The AI Steerability 360 toolkit is an extensible library for general purpose steering of LLMs. The toolkit allows for
the implementation of steering methods across a range of model control surfaces (input, structural, state, and output),
functionality to compose steering methods (into a SteeringPipeline), and the ability to compare steering methods
(and pipelines) on custom tasks/metrics.
To get started, please see the documentation.
The toolkit uses uv as the package manager (Python 3.11+). After installing uv, install
the toolkit by running:
uv venv --python 3.11 && uv pip install .
Activate by running source .venv/bin/activate. Note that on Windows, you may need to split the above script into two separate commands (instead of chained via &&).
Inference is facilitated by Hugging Face. Before steering, create a .env file in the root directory for your Hugging
Face API key in the following format:
HUGGINGFACE_TOKEN=hf_***
Some Hugging Face models (e.g. meta-llama/Meta-Llama-3.1-8B-Instruct) are behind an access gate. Check that you have access via the model's Hub page with the same account whose token you pass to the toolkit.
Note
AISteer360 runs the model inside your process. For efficient inference, please run the toolkit from a machine that has enough GPU memory for both the base checkpoint and the extra overhead your steering method/pipeline adds.
The ability to benchmark and compare steering methods on realistic use cases is one of the main features of the toolkit. The featured examples below illustrate this functionality.
Steering for instruction following |
|---|
| A model's instruction following ability is an important measure of its general usability. This notebook studies the effect of post-hoc attention steering (PASTA) on a model's ability to follow instructions. We sweep over the steering strength and investigate the trade-off between a model's instruction following ability and general response quality. |
Steering for commonsense reasoning |
|---|
| Multiple choice question answering is a common format for evaluating a model's reasoning ability. This notebook benchmarks steering methods on the CommonsenseQA dataset, comparing few-shot prompting against a LoRA adapter trained with DPO. We sweep over the number of few-shot examples and study how accuracy scales relative to the fine-tuned baseline across two models. |
Composite steering for truthfulness |
|---|
| One of the primary features of the toolkit is the ability to compose multiple steering methods into one model operation. This notebook composes a state control (PASTA) with an output control (DeAL) with the goal of improving the model's truthfulness (as measured on TruthfulQA) without significantly degrading informativeness. We sweep over the joint parameter space of the controls and study each control's performance (via the tradeoff between truthfulness and informativeness) to that of the composition. |
Demonstrations of each of the implemented steering methods in the toolkit are provided in the examples/notebooks/control_* folders; links to Colab notebooks are provided below.

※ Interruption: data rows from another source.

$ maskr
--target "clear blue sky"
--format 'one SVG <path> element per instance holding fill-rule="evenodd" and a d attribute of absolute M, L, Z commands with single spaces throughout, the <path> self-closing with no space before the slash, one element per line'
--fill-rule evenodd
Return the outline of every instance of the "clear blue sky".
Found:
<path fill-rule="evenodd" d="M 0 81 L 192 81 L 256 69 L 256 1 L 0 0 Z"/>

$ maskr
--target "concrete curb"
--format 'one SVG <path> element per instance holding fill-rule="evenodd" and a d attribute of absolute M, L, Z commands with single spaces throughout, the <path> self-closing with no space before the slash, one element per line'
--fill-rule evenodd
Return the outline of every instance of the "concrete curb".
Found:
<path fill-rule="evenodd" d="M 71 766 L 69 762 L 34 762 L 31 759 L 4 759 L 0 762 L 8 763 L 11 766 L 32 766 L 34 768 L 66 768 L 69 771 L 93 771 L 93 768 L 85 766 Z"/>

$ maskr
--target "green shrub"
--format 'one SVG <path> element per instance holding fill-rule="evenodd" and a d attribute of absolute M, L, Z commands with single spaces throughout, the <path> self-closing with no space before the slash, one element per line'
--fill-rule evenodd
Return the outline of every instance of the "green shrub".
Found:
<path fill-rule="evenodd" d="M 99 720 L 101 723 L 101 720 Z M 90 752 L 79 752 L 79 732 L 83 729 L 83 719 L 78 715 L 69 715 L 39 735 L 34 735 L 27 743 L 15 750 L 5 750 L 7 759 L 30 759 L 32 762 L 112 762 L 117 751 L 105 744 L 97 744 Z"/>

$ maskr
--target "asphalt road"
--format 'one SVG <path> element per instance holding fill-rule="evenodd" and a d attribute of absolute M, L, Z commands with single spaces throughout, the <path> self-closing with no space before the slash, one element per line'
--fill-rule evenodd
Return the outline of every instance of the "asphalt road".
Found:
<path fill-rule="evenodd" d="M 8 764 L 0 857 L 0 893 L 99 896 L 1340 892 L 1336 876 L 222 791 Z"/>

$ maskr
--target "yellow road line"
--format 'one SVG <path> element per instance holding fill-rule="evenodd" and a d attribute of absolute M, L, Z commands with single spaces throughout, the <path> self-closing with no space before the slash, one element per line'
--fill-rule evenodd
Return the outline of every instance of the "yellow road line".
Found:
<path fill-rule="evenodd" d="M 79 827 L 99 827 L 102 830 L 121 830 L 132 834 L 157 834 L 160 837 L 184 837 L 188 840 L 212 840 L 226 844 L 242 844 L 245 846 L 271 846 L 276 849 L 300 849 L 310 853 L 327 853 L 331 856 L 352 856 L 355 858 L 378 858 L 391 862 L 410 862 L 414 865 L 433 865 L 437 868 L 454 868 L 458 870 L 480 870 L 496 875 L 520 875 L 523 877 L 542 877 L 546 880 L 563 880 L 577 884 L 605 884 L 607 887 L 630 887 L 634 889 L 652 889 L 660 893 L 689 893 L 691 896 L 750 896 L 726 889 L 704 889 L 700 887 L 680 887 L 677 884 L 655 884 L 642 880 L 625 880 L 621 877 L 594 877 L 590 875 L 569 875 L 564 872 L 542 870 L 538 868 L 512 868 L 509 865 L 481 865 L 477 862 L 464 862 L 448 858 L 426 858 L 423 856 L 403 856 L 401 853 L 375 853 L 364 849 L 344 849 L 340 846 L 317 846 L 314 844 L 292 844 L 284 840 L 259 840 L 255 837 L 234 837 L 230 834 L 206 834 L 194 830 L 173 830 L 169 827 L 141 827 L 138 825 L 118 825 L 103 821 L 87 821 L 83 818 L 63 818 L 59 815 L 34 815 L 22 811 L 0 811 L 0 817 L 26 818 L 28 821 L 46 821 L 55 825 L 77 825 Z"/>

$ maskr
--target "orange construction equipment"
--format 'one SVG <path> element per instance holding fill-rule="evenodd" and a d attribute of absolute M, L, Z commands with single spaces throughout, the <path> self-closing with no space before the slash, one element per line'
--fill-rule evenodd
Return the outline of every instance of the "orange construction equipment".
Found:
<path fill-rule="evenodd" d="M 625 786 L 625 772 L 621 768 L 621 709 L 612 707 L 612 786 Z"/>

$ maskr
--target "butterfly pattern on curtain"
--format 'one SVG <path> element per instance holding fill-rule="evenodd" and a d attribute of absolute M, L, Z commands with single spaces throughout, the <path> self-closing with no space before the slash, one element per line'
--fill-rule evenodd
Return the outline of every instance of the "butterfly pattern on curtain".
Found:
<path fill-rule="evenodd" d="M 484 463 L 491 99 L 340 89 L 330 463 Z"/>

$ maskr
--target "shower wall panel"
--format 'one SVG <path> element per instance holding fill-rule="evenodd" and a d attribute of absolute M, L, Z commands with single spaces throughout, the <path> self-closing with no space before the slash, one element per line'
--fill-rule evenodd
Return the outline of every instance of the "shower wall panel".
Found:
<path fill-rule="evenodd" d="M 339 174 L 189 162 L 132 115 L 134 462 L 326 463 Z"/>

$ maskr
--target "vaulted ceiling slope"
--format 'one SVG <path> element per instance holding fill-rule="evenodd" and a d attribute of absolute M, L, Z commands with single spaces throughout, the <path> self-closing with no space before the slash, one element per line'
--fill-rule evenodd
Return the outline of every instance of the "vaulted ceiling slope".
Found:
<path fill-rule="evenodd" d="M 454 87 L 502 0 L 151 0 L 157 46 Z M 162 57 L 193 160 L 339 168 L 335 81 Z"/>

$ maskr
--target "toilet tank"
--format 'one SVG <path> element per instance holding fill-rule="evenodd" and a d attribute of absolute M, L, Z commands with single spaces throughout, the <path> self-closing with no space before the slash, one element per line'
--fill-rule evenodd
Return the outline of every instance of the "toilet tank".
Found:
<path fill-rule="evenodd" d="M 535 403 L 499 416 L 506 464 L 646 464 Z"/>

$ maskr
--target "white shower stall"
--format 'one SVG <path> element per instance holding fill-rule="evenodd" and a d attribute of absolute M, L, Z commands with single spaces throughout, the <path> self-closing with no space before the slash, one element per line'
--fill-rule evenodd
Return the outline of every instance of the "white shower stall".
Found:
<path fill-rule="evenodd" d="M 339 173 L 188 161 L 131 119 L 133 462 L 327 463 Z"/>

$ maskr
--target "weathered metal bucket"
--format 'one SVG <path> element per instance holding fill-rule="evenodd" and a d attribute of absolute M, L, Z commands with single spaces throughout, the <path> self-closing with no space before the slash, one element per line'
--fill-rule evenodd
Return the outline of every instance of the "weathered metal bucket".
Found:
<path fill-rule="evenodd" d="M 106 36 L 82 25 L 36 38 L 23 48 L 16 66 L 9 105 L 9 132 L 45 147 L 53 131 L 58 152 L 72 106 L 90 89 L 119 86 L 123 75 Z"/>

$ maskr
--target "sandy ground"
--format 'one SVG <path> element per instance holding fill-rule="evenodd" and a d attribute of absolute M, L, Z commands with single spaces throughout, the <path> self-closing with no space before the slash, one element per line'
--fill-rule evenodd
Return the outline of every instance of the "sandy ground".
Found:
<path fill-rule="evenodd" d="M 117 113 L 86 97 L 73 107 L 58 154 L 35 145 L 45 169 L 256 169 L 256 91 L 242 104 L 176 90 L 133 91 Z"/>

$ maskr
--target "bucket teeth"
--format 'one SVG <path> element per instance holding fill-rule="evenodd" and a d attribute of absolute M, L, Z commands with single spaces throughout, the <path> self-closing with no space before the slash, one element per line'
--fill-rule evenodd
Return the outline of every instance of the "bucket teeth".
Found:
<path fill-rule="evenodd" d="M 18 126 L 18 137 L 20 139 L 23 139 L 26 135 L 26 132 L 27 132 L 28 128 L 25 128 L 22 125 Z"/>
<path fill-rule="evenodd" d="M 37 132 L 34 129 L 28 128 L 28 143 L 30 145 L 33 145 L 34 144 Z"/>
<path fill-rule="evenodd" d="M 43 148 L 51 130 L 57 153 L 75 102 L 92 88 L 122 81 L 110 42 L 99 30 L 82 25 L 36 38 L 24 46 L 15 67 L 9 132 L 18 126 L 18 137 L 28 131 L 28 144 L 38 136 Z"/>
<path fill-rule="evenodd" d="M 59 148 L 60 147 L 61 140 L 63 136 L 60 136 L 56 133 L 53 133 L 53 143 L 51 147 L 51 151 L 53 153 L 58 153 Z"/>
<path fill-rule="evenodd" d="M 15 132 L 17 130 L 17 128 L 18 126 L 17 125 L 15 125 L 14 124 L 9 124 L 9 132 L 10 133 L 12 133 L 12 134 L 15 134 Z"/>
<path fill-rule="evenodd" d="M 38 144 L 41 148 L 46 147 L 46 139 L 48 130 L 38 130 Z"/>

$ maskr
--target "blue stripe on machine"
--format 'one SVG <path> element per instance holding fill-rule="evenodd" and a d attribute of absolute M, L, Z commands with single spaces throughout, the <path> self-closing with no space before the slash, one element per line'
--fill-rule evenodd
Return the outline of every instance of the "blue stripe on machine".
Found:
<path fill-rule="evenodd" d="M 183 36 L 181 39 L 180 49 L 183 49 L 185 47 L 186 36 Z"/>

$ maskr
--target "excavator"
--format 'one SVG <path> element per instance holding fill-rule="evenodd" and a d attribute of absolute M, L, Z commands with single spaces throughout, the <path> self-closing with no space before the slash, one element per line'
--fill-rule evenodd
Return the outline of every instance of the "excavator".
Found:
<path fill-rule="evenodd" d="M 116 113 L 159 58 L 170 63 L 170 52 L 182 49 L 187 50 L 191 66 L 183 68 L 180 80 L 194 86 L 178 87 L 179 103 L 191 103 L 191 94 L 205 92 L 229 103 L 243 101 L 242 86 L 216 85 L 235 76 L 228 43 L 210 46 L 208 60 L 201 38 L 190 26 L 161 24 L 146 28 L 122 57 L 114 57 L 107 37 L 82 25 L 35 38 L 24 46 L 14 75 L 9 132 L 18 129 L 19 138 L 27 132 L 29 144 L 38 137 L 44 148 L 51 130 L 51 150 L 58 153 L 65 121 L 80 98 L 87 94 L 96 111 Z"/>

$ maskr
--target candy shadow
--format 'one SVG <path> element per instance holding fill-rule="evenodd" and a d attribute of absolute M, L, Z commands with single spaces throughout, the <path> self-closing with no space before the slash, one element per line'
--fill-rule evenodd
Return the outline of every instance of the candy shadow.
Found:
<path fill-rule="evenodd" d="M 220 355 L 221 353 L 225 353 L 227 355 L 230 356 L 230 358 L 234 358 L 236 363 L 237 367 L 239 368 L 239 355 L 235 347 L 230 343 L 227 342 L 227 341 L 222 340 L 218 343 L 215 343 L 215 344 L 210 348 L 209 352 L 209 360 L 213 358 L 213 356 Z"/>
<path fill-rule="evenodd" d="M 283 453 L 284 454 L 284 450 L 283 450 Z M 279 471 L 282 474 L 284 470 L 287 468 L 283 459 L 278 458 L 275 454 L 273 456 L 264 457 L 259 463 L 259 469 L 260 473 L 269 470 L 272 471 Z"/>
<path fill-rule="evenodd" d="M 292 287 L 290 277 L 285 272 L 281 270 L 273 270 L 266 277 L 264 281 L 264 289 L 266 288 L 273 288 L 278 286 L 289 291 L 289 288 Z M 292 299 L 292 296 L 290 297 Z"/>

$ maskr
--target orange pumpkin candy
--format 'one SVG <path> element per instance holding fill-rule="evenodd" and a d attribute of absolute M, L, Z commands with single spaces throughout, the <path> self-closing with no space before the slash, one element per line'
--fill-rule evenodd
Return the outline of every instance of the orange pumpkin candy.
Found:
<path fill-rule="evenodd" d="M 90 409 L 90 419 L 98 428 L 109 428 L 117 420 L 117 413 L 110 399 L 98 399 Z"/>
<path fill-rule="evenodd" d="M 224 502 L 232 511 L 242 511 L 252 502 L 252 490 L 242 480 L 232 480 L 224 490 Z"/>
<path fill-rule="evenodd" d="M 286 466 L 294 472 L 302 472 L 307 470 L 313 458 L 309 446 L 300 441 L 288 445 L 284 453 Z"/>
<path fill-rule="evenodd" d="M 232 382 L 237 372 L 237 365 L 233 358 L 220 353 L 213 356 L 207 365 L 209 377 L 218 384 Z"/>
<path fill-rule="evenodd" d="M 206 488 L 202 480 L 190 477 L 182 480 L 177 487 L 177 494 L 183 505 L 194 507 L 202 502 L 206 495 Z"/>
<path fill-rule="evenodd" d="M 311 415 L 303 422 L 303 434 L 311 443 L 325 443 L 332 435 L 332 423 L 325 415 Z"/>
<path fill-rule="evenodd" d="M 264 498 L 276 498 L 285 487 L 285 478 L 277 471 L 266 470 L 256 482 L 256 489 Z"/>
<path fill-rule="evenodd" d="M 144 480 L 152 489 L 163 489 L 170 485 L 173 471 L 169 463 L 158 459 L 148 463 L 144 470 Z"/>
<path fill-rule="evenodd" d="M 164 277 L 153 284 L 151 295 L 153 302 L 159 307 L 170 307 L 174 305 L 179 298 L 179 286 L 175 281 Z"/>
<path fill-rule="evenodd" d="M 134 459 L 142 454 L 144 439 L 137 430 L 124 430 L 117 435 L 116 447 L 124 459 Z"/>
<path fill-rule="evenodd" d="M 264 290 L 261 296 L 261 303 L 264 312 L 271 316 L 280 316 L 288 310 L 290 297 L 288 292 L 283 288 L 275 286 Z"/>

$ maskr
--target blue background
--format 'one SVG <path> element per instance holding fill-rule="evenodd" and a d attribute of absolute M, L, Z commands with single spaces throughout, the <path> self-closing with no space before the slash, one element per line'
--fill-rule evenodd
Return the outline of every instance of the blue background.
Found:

| Method | Authors | Notebook |
|---|---|---|
| Activation Addition (ActAdd) | Turner et al., 2023 | |
| Contrastive Activation Addition (CAA) | Panickssery et al., 2023 | |
| Conditional Activation Steering (CAST) | Lee et al., 2024 | |
| Decoding-time Alignment (DeAL) | Huang et al., 2024 | |
| Few-shot Learning | Brown et al., 2020 | |
| Inference-Time Intervention (ITI) | Li et al., 2023 | |
| Post-hoc Attention Steering (PASTA) | Zhang et al., 2023 | |
| Reward-Augmented Decoding (RAD) | Deng & Raffel, 2023 | |
| Self-Disciplined Autoregressive Sampling (SASA) | Ko et al., 2025 | |
| Thinking Intervention | Wu et al., 2025 |
The toolkit also provides wrappers for the following external libraries.
| Wrapper | Authors | Notebook |
|---|---|---|
| MergeKit | Goddard et al., 2024 | |
| TRL | von Werra et al., 2020 |
We invite community contributions primarily on broadening the set of steering methods (via new controls) and evaluations (via use cases and metrics). We additionally welcome reporting of any bugs/issues, improvements to the documentation, and new features). Specifics on how to contribute can be found in our contribution guidelines. To make contributing easier, we have prepared the following tutorials.
If there is an existing steering method that is not yet in the toolkit but you feel should be, or you have developed a new steering method of your own, the toolkit has been designed to enable relatively easy contribution of new steering methods. Please see the tutorial on adding your own steering method for a detailed guide
Use cases enable comparison of different steering methods on a common task. The base UseCase
(aisteer360/evaluation/use_cases/) and the Benchmark class (aisteer360/evaluation/benchmark.py) enable this
comparison. If you'd like to compare various steering methods/pipelines on a novel use case, please see the tutorial
on adding your own use case.
Metrics are used by a given benchmark to quantify model performance across steering pipelines in a comparable way. We've
included a selection of generic metrics (see aisteer360/evaluation/metrics/). If you'd like to add new generic metrics
or custom metrics (for a new use case), please see the tutorial on
adding your own metric.
The AI Steerability 360 toolkit has been brought to you by IBM.